À plusieurs reprises, Witold Pilecki, échappe à la mort. En août 1942, il attrape le typhus, considéré comme un ticket d’entrée pour les chambres à gaz. Grâce à ses camarades, il y échappe. Mais, du côté des SS, la rumeur de l’existence d’un réseau de prisonniers est prise au sérieux : les membres du groupe sont recherchés puis tués. Régulièrement cité, Pilecki n’est jamais dénoncé bien que certains de ses camarades sont fusillés sous ses yeux.

Évasion

Tout au long de son infiltration, l’officier croit en une intervention des forces alliées. Elle n’arrivera pas, du moins pas cette année-là. Celles-ci ne se sentent pas assez fortes pour attaquer et décident donc de ne pas intervenir. L’infiltré estime alors qu’il est temps pour lui de s’enfuir. La nuit de Pâques, entre le 26 et le 27 avril 1943, il s’évade avec deux de ses camarades à partir d’une boulangerie du camp, placée à l’extérieur de la clôture, dans laquelle ils travaillent.

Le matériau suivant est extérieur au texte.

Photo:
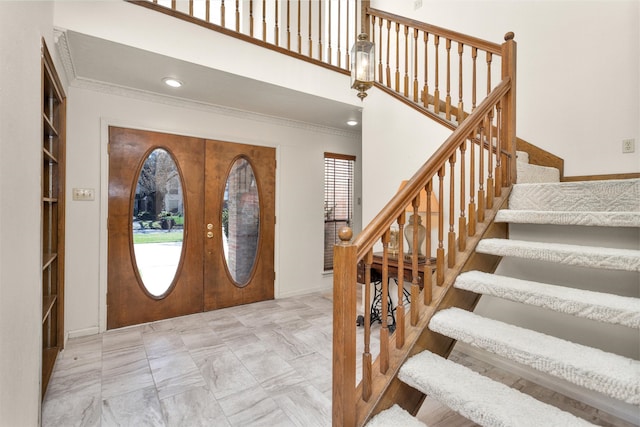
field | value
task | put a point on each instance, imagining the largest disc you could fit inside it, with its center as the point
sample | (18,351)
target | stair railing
(318,31)
(466,173)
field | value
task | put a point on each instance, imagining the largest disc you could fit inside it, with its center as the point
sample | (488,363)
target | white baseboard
(604,403)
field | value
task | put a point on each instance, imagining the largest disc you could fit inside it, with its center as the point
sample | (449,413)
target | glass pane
(241,221)
(158,222)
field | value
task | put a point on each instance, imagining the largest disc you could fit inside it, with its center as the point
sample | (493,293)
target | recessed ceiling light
(170,81)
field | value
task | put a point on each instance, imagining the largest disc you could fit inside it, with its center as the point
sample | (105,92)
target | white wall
(299,188)
(578,76)
(22,25)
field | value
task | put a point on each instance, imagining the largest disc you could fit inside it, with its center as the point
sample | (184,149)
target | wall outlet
(83,194)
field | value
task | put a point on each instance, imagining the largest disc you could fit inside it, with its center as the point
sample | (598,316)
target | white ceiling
(98,60)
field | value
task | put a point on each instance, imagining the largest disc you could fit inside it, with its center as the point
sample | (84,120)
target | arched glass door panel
(241,221)
(158,222)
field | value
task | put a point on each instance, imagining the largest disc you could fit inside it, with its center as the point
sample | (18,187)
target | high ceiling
(97,60)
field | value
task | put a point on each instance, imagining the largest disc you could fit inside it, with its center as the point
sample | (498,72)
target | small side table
(393,269)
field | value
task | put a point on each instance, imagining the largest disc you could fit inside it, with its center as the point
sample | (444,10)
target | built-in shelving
(53,155)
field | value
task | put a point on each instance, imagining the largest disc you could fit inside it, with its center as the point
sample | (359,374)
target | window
(338,200)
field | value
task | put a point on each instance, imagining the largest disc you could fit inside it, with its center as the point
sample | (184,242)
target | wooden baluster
(425,89)
(460,86)
(397,57)
(237,16)
(380,79)
(288,24)
(251,18)
(384,331)
(436,91)
(481,195)
(388,48)
(264,20)
(320,29)
(474,57)
(462,221)
(415,65)
(490,184)
(498,174)
(276,31)
(299,28)
(310,31)
(472,185)
(440,251)
(400,310)
(451,247)
(406,60)
(428,276)
(366,355)
(344,331)
(509,53)
(448,97)
(415,250)
(346,31)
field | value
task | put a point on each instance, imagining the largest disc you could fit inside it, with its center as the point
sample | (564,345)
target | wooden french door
(206,196)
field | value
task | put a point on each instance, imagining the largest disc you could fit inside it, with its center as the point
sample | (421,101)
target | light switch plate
(83,194)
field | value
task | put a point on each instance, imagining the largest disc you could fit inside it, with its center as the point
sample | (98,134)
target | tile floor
(264,364)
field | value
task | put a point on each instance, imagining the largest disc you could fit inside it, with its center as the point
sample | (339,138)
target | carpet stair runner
(489,403)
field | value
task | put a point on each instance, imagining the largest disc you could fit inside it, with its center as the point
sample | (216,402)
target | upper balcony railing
(464,83)
(442,73)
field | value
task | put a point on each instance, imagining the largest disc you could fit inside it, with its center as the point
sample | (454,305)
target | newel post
(344,332)
(509,48)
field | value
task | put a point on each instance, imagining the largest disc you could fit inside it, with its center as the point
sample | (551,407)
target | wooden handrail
(469,171)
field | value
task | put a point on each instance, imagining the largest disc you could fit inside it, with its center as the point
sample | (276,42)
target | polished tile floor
(263,364)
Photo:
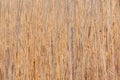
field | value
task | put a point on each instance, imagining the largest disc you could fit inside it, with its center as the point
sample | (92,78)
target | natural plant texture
(59,39)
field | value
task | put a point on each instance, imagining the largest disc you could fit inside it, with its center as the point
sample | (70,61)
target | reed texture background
(59,39)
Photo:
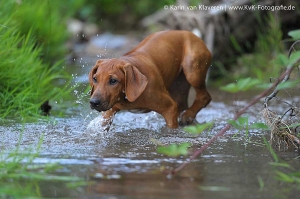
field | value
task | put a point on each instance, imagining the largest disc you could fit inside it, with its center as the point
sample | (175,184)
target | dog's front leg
(108,117)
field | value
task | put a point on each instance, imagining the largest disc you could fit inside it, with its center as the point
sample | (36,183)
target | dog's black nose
(94,102)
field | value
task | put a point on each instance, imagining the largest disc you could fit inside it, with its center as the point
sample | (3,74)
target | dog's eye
(94,79)
(112,81)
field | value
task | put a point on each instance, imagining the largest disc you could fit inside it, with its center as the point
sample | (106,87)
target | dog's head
(111,80)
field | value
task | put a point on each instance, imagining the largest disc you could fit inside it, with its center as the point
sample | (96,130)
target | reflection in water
(123,162)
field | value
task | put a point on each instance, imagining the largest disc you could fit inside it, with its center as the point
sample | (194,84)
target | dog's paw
(186,118)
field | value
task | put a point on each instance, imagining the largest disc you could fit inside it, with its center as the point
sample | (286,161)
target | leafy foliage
(295,34)
(26,81)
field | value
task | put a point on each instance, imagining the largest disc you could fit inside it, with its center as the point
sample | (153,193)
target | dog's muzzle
(98,105)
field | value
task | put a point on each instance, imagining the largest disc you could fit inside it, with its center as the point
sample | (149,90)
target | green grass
(32,35)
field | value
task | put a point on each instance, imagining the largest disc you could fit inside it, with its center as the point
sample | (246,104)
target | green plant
(107,13)
(26,81)
(46,20)
(268,46)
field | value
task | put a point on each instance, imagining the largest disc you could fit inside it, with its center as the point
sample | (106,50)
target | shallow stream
(123,163)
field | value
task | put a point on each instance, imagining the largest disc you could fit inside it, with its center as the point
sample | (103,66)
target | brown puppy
(154,76)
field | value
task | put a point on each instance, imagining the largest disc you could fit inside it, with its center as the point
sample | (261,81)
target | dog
(154,76)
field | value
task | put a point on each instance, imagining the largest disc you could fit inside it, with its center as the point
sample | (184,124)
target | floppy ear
(135,82)
(91,74)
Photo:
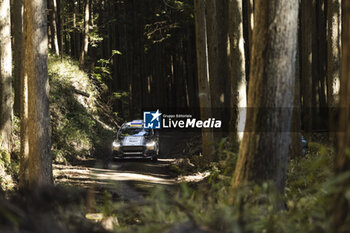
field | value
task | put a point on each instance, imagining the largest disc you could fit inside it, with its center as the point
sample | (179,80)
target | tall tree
(54,27)
(307,24)
(6,107)
(263,155)
(237,70)
(36,73)
(203,76)
(333,59)
(17,23)
(85,48)
(342,163)
(217,55)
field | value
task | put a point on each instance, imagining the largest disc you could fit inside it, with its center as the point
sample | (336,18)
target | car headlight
(151,145)
(116,145)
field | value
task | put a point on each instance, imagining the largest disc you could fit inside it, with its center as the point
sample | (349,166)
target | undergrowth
(211,206)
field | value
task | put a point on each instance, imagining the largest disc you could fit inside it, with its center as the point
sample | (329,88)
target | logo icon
(151,120)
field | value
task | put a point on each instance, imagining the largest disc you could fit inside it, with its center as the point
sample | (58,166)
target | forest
(251,98)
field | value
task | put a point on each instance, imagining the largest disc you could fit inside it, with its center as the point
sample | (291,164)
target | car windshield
(129,131)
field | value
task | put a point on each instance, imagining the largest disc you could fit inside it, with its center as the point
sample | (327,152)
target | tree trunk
(238,77)
(217,77)
(307,18)
(17,48)
(36,73)
(54,27)
(342,163)
(263,155)
(6,105)
(61,27)
(333,61)
(296,149)
(84,51)
(203,79)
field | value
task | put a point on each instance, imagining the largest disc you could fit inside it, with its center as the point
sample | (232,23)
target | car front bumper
(133,152)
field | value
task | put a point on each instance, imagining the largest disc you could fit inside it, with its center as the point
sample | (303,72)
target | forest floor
(129,181)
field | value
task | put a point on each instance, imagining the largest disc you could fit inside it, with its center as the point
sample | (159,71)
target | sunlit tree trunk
(296,146)
(203,79)
(342,162)
(333,60)
(54,27)
(17,49)
(84,51)
(36,73)
(263,155)
(61,27)
(6,103)
(307,18)
(238,77)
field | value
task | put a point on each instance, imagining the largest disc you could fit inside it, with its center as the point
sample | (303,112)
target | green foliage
(77,128)
(214,206)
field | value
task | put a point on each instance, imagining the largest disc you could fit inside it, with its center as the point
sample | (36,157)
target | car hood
(133,141)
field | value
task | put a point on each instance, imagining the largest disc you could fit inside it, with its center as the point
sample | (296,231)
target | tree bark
(54,27)
(203,79)
(6,104)
(307,18)
(238,77)
(17,49)
(263,155)
(36,73)
(84,51)
(296,149)
(333,60)
(342,162)
(217,56)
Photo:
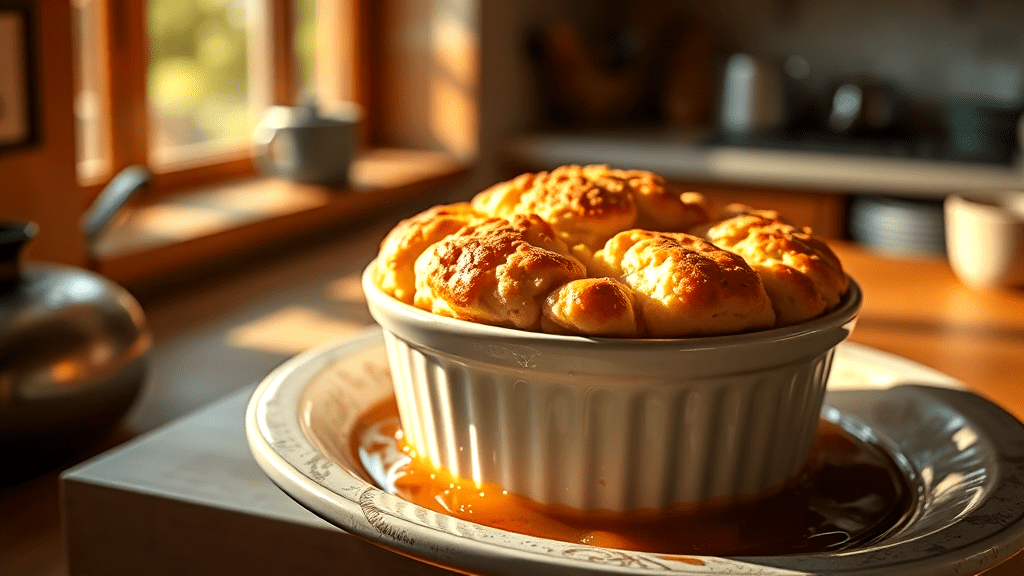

Désormais libre, Witold Pilecki peut remplir un second rapport qui ne sera pas pris au sérieux face au nombre de mort qu’il décrit. La réalité du camp d’Auschwitz paraît alors bien trop sordide pour être vraie. Sa mission terminée, l’officier est promu capitaine de cavalerie et retourne à Varsovie pour participer à sa libération en intégrant les services secrets et préparer une résistance en vue d’une possible occupation soviétique de la Pologne. Quelques années plus tard, en 1947, il est condamné à mort pour espionnage par les soviétiques.

Bien que son nom n’apparaisse pas dans les livres d’Histoire, Witold Pilecki a considérablement aidé les Alliés pour mettre au jour les atrocités commises au sein du camp d’Auschwitz. Même si sa volonté d’assister à un raid et à une révolte n’a pas pu se réaliser, il a le mérite d’avoir informé le monde extérieur des agissements de l’Allemagne nazie à l’encontre des personnes juives. En 2010, l’un des combattants les plus courageux de la Seconde guerre mondiale a été nommé citoyen d’honneur de la ville d’Auschwitz, en plus de voir son nom attribué à une zone résidentielle de la ville. Une reconnaissance tardive mais nécessaire pour celui qui a risqué sa vie, toujours, au nom de la liberté.